From Pandemic to Endemic: The Future of Work-Life Balance
The novel coronavirus has created unprecedented challenges that were unforeseeable two years ago. The University of Denver is bringing together experts from around the country to discuss the impact of COVID-19 on individuals, relationships, mental health and workplaces during the second annual Seeking Tomorrow’s Answers Together (STAT) Conference on January 26.
The DU Newsroom is also exploring many of these challenges by speaking with faculty experts about the issues that have arisen or have been exacerbated because of the pandemic. One area of interest is work-life balance. Cindi Fukami is a professor in the Department of Management in the Daniels College of Business. She shares her thoughts about work-life balance in this interview with the DU Newsroom.
We’ve talked about work-life balance for years. It seems to have taken on new urgency since the start of COVID. How did the pandemic push this to the top of employee awareness?
I started my first research project on work-life balance in 1980, so yes, it has been talked about for a long time. As more and more women entered the workforce, the traditional view that women’s work was to take care of the home and family started to shift. Families began to depend on two incomes, and U.S. workers were providing more hours to the labor market than any other developed nation on earth. COVID accelerated this trend and the conflict between work and life demands — both for two parent families and for single parent families — was front and center. With schools closing and day care less available, taking care of children had to be balanced with getting jobs done.
Employees without children are also affected by working from home. While work could be spread throughout the day making some activities more convenient and useful for those who prefer a flexible schedule, work also became a potentially 24/7 activity, leaving little time for personal needs. When you add in COVID’s impact on general life activities, most people had little opportunity for rest and rejuvenation.
What are people looking for in work-life balance?
I think the word “balance” is the key. Too much of anything, even something good, can be bad! Other developed nations provide significantly more vacation time than does the U.S., as well as more benefits for working parents. In short, people want the ability to have a productive life along with a productive work life.
How do employers benefit by supporting work-life balance for their employees?
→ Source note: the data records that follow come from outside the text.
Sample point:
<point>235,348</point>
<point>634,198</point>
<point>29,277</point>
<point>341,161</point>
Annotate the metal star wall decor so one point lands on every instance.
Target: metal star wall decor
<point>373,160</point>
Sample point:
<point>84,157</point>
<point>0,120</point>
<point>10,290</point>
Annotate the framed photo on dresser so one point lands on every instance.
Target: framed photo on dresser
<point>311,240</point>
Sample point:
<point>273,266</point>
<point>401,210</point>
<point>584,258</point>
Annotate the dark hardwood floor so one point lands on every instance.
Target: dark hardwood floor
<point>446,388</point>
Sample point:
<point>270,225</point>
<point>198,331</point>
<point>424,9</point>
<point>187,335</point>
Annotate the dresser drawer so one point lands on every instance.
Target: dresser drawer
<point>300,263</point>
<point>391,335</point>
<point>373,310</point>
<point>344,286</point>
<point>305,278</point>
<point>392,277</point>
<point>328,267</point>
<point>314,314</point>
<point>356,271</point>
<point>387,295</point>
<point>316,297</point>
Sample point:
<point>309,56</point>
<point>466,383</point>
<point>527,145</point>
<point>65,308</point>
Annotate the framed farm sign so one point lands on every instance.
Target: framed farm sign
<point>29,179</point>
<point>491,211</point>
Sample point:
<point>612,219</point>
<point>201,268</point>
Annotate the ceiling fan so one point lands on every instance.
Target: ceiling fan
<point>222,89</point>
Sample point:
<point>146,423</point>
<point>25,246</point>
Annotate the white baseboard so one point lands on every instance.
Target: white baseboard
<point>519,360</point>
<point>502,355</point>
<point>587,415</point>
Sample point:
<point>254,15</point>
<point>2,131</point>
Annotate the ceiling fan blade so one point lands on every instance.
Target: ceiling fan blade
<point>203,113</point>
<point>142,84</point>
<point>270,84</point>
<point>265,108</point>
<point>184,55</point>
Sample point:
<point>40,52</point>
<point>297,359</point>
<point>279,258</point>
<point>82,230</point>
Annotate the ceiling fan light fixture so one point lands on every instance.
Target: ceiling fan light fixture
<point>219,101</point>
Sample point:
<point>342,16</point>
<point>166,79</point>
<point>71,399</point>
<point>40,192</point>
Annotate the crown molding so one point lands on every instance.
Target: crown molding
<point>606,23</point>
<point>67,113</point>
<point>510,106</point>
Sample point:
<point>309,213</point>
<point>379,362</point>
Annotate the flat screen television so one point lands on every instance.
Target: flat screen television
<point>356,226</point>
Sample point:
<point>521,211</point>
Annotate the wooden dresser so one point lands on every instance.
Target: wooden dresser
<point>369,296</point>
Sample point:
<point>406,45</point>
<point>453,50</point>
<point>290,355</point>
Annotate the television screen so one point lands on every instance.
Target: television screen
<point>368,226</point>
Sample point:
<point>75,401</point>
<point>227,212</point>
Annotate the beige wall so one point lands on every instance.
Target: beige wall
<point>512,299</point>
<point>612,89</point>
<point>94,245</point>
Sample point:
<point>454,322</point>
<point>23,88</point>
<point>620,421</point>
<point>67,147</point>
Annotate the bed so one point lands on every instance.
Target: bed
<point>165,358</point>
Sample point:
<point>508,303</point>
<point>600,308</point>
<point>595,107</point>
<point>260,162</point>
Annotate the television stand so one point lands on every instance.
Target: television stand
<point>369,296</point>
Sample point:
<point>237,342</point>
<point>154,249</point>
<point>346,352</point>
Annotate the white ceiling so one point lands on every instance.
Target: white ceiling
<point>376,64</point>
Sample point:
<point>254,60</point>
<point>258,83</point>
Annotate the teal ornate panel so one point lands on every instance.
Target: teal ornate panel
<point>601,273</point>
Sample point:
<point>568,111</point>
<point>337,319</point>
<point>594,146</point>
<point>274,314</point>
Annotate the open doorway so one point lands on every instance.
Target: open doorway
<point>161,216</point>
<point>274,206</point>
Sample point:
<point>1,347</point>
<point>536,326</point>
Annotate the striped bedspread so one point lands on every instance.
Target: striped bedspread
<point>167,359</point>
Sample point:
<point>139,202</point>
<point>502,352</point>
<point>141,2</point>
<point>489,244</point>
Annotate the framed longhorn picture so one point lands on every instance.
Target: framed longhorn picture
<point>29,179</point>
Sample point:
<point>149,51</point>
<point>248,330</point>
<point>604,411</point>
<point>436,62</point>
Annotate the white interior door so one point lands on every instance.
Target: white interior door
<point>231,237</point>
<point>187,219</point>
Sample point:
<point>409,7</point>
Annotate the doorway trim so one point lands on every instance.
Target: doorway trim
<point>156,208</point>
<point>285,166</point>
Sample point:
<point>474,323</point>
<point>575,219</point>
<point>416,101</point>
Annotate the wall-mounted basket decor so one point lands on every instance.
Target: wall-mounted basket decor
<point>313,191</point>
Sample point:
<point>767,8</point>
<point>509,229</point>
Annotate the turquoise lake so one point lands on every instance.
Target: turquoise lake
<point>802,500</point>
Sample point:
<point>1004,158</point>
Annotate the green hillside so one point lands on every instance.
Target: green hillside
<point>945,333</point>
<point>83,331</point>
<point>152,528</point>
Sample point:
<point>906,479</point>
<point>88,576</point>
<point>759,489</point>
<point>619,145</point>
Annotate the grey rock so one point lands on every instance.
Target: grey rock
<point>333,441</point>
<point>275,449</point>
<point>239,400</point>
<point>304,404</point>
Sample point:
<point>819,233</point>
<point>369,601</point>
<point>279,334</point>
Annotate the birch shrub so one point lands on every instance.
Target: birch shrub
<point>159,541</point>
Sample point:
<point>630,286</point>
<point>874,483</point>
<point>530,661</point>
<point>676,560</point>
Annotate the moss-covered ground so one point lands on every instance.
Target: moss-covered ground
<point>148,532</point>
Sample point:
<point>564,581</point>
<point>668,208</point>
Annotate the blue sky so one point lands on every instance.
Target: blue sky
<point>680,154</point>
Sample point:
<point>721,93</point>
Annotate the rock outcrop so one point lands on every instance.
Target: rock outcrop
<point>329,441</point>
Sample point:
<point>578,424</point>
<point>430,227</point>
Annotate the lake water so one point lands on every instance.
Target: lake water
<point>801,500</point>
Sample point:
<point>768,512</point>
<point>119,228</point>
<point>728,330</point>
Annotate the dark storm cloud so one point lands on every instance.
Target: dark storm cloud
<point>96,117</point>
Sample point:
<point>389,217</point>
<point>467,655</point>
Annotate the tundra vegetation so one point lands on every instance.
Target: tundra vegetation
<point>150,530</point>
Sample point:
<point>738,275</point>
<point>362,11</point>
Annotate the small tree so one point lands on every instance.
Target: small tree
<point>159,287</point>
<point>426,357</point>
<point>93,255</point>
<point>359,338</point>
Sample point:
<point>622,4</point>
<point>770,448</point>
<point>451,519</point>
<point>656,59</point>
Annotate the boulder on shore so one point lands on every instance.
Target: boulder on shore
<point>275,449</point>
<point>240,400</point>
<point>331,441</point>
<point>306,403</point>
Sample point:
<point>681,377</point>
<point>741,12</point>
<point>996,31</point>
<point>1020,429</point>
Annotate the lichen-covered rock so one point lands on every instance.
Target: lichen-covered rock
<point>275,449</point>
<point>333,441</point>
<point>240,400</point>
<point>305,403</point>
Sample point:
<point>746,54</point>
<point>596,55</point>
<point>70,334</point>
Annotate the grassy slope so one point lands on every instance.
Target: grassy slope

We’ve known for a while that naps and rest breaks taken during the workday are associated with greater productivity. In the New Deal, the 1938 Fair Labor Standards Act set the standard of a 40-hour work week and it has not been changed/reduced since then. It would be interesting to see if worker productivity could be the same or even greater in a 32-hour, 4-day workweek, or even in a 4-day, 40-hour work week. Again, workers in the U.S. have been working very long hours compared to other developed nations.
According to the New York Times, by April 2020, homebound working Americans were working three more hours on the job each day, replacing commutes with Zoom meetings and Slack messages. Many of those workers now report burn out. How can we create better work-life balance while working remotely?
It's hard to know whether these early reports we are receiving are reliable and valid. I assume work hours from home were self-reported and may not be accurate. On the other hand, I don’t have a hard time believing that we worked more hours as we had nothing else to do and, during lockdown, attending meetings was the only way we could interact with other people.
Still, whatever the reason, it is clear that many are burned out and physically and mentally tired. The time has come for us to review and seek out best practices for remote work. These include logistical issues like logging work hours, providing appropriate equipment for the home office, helping parents deal with day care and schooling, and helping adult children care for elderly relatives, among other issues. And they also include work issues — every job is not well suited for remote work, and every supervisor is not equipped to effectively lead remote workers. This requires rethinking of how closely we need to monitor and control work or whether employees are capable of self-control. We would not continue to use a machine that was broken — hopefully we see our human employees to be as important as a machine.